Symptoms of Henoch-Schönlein Purpura Nephritis in Children

Henoch-Schönlein purpura (HSP) nephritis is a relatively common pediatric condition encountered in clinical practice. When healthcare providers evaluate children presenting with widespread skin rashes, abdominal pain, joint swelling and discomfort, or other systemic complications—including neurological or pulmonary manifestations—HSP should be considered as a primary differential diagnosis. Among these cases, a subset will progress to involve the kidneys, leading to what is known as HSP nephritis.

Recognizing Early Signs of HSP Nephritis

One of the hallmark features of HSP is palpable purpura—small, raised purple spots typically appearing on the lower extremities and buttocks. However, when the disease affects the kidneys, additional symptoms may emerge. These include hematuria (blood in the urine), proteinuria (excess protein in the urine), and in more severe cases, reduced kidney function. Parents may notice that their child's urine appears darker or foamy, which can signal underlying renal involvement.

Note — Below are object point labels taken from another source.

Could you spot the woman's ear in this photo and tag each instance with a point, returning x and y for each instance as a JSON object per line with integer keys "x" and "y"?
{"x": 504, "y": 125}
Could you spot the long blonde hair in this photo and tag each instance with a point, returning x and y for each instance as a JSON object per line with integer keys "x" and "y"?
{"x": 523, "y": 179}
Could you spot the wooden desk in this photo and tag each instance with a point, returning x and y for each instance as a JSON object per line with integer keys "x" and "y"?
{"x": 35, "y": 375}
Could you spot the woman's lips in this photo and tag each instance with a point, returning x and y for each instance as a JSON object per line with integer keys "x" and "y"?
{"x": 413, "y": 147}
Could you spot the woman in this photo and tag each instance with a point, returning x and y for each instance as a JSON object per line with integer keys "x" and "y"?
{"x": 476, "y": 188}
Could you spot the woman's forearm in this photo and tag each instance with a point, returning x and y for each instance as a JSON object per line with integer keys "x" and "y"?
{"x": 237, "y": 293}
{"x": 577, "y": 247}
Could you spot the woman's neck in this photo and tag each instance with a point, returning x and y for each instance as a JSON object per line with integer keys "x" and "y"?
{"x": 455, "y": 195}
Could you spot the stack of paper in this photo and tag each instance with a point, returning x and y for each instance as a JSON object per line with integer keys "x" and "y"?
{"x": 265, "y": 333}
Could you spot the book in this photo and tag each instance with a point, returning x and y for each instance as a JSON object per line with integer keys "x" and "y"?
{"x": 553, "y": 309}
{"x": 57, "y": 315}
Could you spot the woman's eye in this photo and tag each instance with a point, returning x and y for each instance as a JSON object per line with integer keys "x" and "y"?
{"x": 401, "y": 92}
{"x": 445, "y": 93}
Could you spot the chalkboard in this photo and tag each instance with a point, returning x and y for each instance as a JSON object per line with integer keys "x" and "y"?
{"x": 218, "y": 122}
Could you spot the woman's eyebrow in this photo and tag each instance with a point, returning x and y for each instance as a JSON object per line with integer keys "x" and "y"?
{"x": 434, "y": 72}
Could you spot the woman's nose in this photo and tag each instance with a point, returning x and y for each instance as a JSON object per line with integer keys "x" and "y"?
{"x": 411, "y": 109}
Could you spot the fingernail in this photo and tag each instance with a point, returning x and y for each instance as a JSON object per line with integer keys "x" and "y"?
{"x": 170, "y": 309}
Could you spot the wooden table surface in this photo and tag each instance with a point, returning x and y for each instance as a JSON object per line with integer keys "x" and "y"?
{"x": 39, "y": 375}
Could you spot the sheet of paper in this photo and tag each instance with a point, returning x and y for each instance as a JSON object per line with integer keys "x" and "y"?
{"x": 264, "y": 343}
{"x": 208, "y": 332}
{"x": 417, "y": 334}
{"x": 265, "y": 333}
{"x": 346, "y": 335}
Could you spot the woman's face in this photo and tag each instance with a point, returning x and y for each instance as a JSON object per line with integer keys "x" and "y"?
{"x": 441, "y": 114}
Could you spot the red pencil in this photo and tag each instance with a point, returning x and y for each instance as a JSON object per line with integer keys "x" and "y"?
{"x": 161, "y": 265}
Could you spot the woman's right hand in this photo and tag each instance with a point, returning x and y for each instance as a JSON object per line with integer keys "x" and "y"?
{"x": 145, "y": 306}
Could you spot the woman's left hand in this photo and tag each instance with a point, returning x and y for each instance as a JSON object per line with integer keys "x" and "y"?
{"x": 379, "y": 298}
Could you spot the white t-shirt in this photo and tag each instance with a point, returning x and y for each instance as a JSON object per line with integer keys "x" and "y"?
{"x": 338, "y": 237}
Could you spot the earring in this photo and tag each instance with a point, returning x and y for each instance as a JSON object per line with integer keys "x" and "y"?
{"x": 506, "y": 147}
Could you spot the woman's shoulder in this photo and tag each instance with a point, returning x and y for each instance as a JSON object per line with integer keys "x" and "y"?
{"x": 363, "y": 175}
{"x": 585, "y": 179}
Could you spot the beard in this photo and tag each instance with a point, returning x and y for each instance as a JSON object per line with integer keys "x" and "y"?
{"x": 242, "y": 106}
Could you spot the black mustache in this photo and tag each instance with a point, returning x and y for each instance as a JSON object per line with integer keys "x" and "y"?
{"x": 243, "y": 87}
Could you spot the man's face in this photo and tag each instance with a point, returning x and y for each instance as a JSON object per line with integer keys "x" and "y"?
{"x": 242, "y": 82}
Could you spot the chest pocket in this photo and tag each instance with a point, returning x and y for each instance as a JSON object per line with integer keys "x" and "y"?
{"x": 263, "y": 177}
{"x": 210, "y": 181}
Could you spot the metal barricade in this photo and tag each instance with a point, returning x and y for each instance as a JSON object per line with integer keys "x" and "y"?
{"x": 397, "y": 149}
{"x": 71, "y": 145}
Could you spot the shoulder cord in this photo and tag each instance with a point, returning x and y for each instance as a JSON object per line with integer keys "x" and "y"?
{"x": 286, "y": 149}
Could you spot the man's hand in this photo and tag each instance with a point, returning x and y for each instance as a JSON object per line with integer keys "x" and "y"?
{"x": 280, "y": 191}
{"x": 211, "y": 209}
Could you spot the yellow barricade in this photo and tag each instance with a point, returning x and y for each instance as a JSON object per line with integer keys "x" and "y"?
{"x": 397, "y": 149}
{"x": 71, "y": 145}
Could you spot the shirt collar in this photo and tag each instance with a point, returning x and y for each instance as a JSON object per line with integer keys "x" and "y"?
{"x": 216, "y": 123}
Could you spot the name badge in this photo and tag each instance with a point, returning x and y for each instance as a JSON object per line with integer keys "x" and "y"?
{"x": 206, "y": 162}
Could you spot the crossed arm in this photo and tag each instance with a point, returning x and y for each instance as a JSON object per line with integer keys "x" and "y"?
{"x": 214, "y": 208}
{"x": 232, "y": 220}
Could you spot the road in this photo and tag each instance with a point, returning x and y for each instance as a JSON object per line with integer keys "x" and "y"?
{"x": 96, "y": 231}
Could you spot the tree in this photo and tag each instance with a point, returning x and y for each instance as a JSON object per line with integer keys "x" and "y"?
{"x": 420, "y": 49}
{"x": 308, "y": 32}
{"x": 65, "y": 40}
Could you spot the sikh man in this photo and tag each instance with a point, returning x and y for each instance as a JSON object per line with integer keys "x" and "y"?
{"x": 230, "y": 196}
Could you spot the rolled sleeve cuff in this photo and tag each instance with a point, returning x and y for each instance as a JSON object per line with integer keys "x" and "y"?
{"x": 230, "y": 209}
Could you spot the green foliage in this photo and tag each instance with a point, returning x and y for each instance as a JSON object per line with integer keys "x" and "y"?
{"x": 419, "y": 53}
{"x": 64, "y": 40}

Diagnostic Approach and Clinical Evaluation

Once HSP nephritis is suspected, a comprehensive diagnostic workup becomes essential. Physicians typically order urinalysis to detect abnormal levels of red and white blood cells, as well as elevated protein excretion. Blood tests are also performed to assess kidney function, including serum creatinine and estimated glomerular filtration rate (eGFR).

Immune system markers such as immunoglobulin A (IgA) levels are often evaluated, given that HSP is an IgA-mediated vasculitis. In some instances, especially when kidney damage appears significant or progressive, a renal biopsy may be recommended. This procedure allows for a definitive diagnosis by revealing characteristic IgA deposits in the glomeruli, confirming the presence and extent of nephritis.

Understanding Disease Severity and Prognosis

The severity of HSP nephritis varies widely among children. While many experience mild, self-limiting symptoms, others may develop chronic kidney disease if not properly managed. Close monitoring through regular follow-ups, urine testing, and blood pressure checks is crucial to prevent long-term complications.

Early detection and tailored treatment plans—often involving corticosteroids or immunosuppressive agents in more severe cases—can significantly improve outcomes. With timely intervention and multidisciplinary care, most children recover fully, underscoring the importance of awareness and prompt medical evaluation when warning signs arise.